For my fieldwork, I have had the opportunity to conduct observations in two schools, Euclid High School, and North East High School. Euclid is a city school in Cleveland, and North East is a rural/town high school in North East, PA. At Euclid, I observe primarily the 10th grade honors classes of American History. At North East, I saw an array of classes, but primarily the 9th grade regulars classes of American History.
While observing at Euclid, I’ve noticed that the students have good standings with one another and the teacher. This goes for both schools. Since Euclid is a bigger school, and this can be seen everywhere, the cliques of the classroom are more obvious, where as at North East, it is a small school and most know everyone; therefore, they chat more with everyone. Also, at North East, the students seem to converse with those around them more than at Euclid. Both groups of students are respectful of their teacher. When it is time to learn they pay attention, and even when they become off topic they quickly listen up when the teacher brings them back together.
Both schools offer technology readily available to the students, and each have a smartboard in their classroom. However, I have noticed that cellphones are a much more prominent aspect of the classroom than at North East.
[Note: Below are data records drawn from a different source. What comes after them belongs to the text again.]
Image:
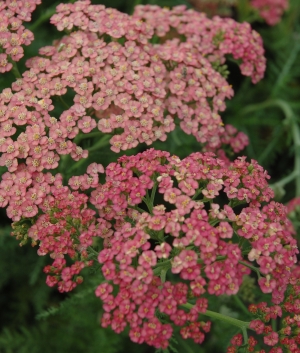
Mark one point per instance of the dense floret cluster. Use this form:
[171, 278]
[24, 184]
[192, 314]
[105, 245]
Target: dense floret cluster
[157, 213]
[165, 233]
[12, 33]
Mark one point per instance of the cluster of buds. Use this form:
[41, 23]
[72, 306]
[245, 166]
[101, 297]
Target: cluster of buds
[13, 34]
[170, 234]
[135, 91]
[285, 338]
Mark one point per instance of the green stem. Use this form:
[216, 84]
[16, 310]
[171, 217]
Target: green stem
[285, 180]
[230, 320]
[83, 136]
[291, 121]
[134, 4]
[45, 17]
[153, 193]
[243, 10]
[101, 143]
[148, 202]
[15, 69]
[239, 302]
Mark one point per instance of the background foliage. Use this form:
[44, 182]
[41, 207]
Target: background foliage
[36, 318]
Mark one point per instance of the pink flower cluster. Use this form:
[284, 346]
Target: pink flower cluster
[286, 338]
[270, 10]
[137, 88]
[65, 227]
[188, 233]
[13, 34]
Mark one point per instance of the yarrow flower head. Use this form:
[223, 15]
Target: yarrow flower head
[13, 34]
[187, 233]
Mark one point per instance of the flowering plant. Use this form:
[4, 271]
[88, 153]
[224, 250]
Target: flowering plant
[162, 235]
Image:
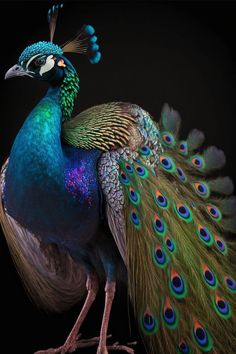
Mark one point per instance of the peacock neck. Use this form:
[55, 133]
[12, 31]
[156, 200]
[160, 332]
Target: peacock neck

While both schools have a no cellphone policy, it seems that the students at Euclid do not adhere to that rule. I have asked a few students about this, and they do admit that the cellphone is a distraction, but they do use it for spellcheck and to look up information they do not know. Both teachers have used power points and videos to relay the information to the students.
In social studies, multimodal literacy can be useful, and powerful. By showing an image or video can make the information being discussed real for the students. They are able to see it , rather than having to visualize it in their heads, or visualize the scenario the teacher created for them. Multimodal literacy can be a vital source of relaying information to students in social studies.